The risk: from referee to price-setter
Where the draft drifts from light-touch market design is on pricing. To stop dominant operators from using predatory wholesale rates to squeeze entrants, the NCC proposes benchmark pricing structures for data, voice, SMS and USSD. The instinct is defensible — margin squeeze is a real abuse — but fixed regulatory benchmarks are a blunt tool that can ossify a fast-moving market and dampen a host's incentive to invest in the very capacity MVNOs need. A lighter alternative achieves the same protection: require hosts to publish a reference wholesale offer, mandate non-discrimination against the host's own retail prices, and route disputes to fast binding arbitration. That polices the abuse without installing the regulator as a permanent price-setter.
The caution: SIM and eSIM data as a surveillance back door
The draft also loads MVNOs with SIM and eSIM obligations — remote subscriber verification, customer onboarding controls, and audit-trail maintenance. As consumer-protection and anti-fraud measures these are reasonable. But they do not arrive on a blank slate. They layer onto Nigeria's already heavy compliance-and-surveillance stack: the mandatory NIN-to-SIM linkage and the Cybercrimes Act, whose vague provisions have been used to detain journalists and critics despite a 2024 amendment meant to narrow them. Every new mandate to retain verification records and audit trails expands the pool of subscriber data available for access requests. The NCC should keep KYC requirements narrow, time-limit retention, and explicitly bar these audit trails from becoming a standing channel for content-related or speech-policing demands. Proportionate identity verification is one thing; building MVNO compliance into a broader apparatus that has already chilled online expression is another.

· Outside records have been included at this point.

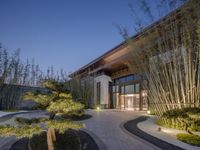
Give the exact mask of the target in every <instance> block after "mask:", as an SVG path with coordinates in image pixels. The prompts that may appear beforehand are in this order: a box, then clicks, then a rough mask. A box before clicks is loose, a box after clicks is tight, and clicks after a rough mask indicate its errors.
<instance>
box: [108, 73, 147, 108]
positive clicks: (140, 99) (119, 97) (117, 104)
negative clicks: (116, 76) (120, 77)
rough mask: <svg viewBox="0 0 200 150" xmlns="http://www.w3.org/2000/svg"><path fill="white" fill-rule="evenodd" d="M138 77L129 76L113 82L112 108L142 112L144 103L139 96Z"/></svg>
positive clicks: (140, 90) (137, 75) (112, 88)
mask: <svg viewBox="0 0 200 150" xmlns="http://www.w3.org/2000/svg"><path fill="white" fill-rule="evenodd" d="M140 79H141V78H140V76H138V75H129V76H125V77H121V78H117V79H114V80H113V83H112V84H111V86H112V94H111V95H112V104H113V107H114V108H120V109H130V110H143V108H146V101H145V99H144V101H143V96H142V94H141V86H140Z"/></svg>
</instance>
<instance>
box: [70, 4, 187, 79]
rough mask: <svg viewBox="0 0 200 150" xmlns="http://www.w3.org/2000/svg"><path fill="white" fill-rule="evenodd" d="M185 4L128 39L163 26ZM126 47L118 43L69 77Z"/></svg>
mask: <svg viewBox="0 0 200 150" xmlns="http://www.w3.org/2000/svg"><path fill="white" fill-rule="evenodd" d="M186 4H187V3H185V4H183V5H182V6H180V7H178V8H177V9H175V10H174V11H172V12H170V13H168V14H167V15H165V16H164V17H162V18H160V19H159V20H157V21H155V22H154V23H152V24H151V25H149V26H147V27H145V28H144V29H143V30H142V31H140V32H138V33H137V34H135V35H134V36H132V37H131V38H130V39H131V40H133V41H136V40H137V39H139V38H140V37H141V36H143V35H144V34H145V33H148V32H149V31H151V30H153V29H154V28H155V27H156V26H158V25H161V24H163V23H164V22H165V21H166V20H167V19H168V18H170V16H172V15H174V14H177V13H178V12H180V10H181V9H182V7H184V6H185V5H186ZM126 46H127V42H126V41H123V42H122V43H120V44H119V45H117V46H115V47H114V48H112V49H110V50H109V51H107V52H106V53H104V54H102V55H101V56H100V57H98V58H96V59H94V60H93V61H91V62H90V63H88V64H86V65H85V66H83V67H81V68H80V69H78V70H77V71H75V72H73V73H71V74H70V75H69V76H70V77H73V76H74V75H77V74H80V73H82V72H84V70H87V69H88V68H90V67H91V66H92V65H94V64H96V63H98V62H100V61H102V60H103V59H105V58H106V57H108V56H110V55H112V54H114V53H116V52H118V51H120V50H121V49H123V48H124V47H126Z"/></svg>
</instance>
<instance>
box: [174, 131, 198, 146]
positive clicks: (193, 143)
mask: <svg viewBox="0 0 200 150" xmlns="http://www.w3.org/2000/svg"><path fill="white" fill-rule="evenodd" d="M176 137H177V139H178V140H180V141H182V142H184V143H187V144H190V145H194V146H199V147H200V136H199V135H193V134H187V133H179V134H177V135H176Z"/></svg>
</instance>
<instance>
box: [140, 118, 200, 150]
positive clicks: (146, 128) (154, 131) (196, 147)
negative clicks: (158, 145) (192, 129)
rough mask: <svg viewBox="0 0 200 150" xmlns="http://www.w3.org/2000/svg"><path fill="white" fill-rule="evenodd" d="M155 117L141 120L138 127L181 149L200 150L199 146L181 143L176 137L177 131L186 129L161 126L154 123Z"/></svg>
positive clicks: (147, 132) (149, 133) (181, 131)
mask: <svg viewBox="0 0 200 150" xmlns="http://www.w3.org/2000/svg"><path fill="white" fill-rule="evenodd" d="M155 121H156V117H154V116H151V117H150V118H149V119H147V120H146V121H143V122H141V123H138V125H137V126H138V128H139V129H141V130H143V131H145V132H146V133H148V134H150V135H152V136H154V137H157V138H159V139H162V140H164V141H166V142H168V143H171V144H173V145H176V146H179V147H181V148H183V149H187V150H200V147H197V146H192V145H189V144H186V143H183V142H181V141H179V140H177V138H176V134H177V133H186V131H183V130H176V129H170V128H165V127H161V126H158V125H156V124H155ZM158 128H161V131H158Z"/></svg>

What stakeholders should push for
The June–July consultation is a real opportunity, and the NCC's transparent process deserves engagement rather than reflexive opposition. The deadlines, fair-access duties and number-ownership rules should survive intact — they are exactly the kind of structural fix a regulator is for. The pricing benchmarks should be softened into transparency-plus-arbitration. And the SIM/eSIM data duties should be written with privacy guardrails on their face, not left to later interpretation. Get those three calibrations right and Nigeria could finally turn 40 paper licences into a living, competitive market — proof that proportionate rules, not heavier ones, are what unlock innovation.